Leutheusser-Schnarrenberger hat die Gretchenfrage zur Zukunft des Inlandsgeheimdienstes gestellt: Welche Aufgaben sollen die „Schlapphüte“, die nach den missratenen Neonazi-Ermittlungen in eine tiefe Krise gestürzt sind, noch erfüllen, und wie viel Personal brauchen sie dafür?

Während Friedrich meint, es könne nicht um Quantität gehen, hält die Linke den Verfassungsschutz für überflüssig. Und selbst die Grünen haben bereits an der Existenzberechtigung der Behörde gezweifelt. Wer Akten vernichte, lege die „Axt an die eigene Legitimationsbasis“, sagte Grünen-Chefin Claudia Roth.

Nach dem Willen von Leutheusser-Schnarrenberger sollen die Strukturen durch die Zusammenlegung von Landesämtern gestrafft werden. Jedes der 16 Bundesländer hat seine eigene Verfassungsschutzbehörde, die unabhängig vom Bundesamt in Köln agiert.
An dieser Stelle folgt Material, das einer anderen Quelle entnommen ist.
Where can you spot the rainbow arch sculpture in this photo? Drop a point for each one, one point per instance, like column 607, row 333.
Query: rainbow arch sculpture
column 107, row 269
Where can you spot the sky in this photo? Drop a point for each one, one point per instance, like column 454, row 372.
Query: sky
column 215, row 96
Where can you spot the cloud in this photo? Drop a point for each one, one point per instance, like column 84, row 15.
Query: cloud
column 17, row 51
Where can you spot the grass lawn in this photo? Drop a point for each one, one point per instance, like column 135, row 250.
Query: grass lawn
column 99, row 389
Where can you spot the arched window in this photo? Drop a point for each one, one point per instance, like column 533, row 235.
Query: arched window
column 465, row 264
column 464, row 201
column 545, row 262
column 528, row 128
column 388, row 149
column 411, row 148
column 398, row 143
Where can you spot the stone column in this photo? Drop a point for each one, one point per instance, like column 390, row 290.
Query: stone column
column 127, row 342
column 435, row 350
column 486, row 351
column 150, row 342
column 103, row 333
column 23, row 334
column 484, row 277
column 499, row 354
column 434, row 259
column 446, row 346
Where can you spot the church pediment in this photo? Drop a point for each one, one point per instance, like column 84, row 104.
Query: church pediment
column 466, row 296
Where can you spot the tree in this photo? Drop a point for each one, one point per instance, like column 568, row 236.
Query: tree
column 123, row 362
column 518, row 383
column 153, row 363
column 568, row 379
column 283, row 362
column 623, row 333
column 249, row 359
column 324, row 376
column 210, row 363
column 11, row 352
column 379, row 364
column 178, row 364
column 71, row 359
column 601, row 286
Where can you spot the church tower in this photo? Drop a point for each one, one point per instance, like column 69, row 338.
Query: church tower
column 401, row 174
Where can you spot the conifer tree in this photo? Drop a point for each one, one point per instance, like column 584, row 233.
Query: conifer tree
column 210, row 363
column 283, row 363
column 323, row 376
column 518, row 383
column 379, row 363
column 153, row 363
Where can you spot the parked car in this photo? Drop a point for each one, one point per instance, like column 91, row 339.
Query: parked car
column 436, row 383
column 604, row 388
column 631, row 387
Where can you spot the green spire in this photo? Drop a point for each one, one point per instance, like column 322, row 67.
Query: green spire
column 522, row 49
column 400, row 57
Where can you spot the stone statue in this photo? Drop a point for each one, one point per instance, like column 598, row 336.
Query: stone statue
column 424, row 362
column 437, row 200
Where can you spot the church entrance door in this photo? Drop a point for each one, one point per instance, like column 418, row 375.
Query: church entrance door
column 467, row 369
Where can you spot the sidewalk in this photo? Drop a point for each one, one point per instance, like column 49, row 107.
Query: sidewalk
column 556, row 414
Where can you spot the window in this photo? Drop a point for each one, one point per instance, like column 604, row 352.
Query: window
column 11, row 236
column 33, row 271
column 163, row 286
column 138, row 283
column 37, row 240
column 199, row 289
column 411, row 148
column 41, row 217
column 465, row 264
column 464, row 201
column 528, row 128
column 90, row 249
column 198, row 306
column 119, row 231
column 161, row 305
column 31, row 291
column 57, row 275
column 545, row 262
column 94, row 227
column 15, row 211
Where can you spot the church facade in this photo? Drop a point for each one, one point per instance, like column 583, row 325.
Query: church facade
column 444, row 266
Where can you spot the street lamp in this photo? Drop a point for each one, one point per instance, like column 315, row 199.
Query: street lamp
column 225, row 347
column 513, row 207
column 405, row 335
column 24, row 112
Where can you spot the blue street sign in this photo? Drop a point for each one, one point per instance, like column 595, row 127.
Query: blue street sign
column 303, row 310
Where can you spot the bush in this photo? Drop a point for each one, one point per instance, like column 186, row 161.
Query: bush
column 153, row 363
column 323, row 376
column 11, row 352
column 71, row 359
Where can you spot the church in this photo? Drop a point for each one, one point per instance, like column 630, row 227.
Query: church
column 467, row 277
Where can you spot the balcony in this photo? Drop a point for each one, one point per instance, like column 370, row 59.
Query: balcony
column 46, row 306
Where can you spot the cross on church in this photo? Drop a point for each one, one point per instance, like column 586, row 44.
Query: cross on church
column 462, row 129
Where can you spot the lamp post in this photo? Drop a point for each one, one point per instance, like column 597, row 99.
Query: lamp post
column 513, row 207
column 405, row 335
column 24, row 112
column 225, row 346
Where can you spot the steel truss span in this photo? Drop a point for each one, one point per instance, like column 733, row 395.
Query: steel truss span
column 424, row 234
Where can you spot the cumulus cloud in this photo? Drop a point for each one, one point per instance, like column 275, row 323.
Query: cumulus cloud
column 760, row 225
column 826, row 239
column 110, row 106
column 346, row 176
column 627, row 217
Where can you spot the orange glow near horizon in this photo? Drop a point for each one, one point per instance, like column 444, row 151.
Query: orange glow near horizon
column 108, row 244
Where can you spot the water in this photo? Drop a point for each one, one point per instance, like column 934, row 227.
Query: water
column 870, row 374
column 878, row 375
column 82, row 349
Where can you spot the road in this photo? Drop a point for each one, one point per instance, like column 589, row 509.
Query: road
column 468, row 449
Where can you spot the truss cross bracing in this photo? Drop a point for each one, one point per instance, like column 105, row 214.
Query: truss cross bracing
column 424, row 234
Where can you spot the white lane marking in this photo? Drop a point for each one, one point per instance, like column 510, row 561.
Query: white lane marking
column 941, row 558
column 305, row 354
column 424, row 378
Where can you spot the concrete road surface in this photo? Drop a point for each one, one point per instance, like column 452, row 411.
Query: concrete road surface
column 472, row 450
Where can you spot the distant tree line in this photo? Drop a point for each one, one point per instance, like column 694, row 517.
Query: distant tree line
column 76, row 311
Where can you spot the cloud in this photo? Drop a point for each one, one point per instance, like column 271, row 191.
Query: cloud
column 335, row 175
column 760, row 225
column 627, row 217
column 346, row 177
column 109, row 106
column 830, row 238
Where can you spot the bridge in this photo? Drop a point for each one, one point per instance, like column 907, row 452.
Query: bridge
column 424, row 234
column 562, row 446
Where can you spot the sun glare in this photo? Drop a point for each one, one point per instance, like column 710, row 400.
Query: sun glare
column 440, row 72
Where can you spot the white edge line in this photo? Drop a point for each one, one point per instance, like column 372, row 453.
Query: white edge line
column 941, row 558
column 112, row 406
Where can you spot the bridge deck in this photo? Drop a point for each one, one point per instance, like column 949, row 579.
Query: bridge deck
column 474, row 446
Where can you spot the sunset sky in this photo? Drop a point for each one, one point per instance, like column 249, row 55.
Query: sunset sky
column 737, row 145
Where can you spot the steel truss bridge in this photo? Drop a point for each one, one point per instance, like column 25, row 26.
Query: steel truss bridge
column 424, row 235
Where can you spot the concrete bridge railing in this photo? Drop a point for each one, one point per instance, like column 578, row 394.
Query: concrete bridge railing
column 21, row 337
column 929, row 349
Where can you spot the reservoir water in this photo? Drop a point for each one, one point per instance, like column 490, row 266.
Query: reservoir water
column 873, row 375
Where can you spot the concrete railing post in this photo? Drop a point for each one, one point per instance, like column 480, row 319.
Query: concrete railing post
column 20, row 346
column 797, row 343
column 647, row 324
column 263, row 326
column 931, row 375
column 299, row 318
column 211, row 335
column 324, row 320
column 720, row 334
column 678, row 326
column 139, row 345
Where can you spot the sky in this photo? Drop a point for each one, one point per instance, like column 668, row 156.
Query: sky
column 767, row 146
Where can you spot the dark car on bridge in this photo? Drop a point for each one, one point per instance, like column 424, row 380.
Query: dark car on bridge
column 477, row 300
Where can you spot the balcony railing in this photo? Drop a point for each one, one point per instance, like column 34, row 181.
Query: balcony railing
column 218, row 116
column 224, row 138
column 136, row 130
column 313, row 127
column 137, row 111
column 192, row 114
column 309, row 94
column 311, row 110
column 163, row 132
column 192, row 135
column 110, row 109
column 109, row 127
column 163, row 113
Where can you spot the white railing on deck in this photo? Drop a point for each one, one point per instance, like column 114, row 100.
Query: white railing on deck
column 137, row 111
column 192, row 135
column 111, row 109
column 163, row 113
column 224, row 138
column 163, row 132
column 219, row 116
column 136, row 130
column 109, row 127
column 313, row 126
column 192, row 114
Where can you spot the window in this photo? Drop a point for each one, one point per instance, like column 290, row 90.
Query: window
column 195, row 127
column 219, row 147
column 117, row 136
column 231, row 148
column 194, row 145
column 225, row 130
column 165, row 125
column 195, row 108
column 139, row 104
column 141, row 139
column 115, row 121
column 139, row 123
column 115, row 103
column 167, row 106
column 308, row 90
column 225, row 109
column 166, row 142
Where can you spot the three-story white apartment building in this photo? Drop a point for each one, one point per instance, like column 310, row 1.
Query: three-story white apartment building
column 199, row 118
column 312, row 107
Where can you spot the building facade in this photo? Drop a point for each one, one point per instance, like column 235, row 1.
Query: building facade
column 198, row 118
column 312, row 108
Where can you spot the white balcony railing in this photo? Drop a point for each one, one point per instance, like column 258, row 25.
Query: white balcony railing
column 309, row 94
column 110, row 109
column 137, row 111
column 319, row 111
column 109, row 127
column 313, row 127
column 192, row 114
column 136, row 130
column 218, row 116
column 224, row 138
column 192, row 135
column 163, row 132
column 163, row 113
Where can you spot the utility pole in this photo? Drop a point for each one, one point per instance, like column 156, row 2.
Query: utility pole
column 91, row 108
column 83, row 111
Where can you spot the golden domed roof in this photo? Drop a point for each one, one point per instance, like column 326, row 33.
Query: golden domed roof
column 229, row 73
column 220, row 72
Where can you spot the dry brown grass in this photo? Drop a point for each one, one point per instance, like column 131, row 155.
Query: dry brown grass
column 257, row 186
Schon vor zehn Jahren beim NPD-Verbotsverfahren hatte die Zerfaserung verheerende Folgen. Ohne jegliche Koordination hatten mehrere Verfassungsschutzämter eigene V-Leute in der Partei installiert.

Den Karlsruher Richtern wurde es schließlich zu bunt. Weil sie es für möglich erachteten, dass das vorgelegte Beweismaterial teilweise auf Aussagen von V-Leuten beruhte, stellten sie das Verfahren ein — und blamierten damit Bundestag, Bundesrat und Bundesregierung.

Geklärt werden muss auch, was mit den anderen Geheimdiensten passieren soll. Die Grünen etwa fordern eine Auflösung des Militärischen Abschirmdienstes. Die Kernaufgabe des Dienstes — die Überprüfung von Bundeswehrsoldaten auf verfassungsfeindliche Bestrebungen — könne auch vom Verfassungsschutz übernommen werden. Das Verteidigungsministerium lehnt das ab.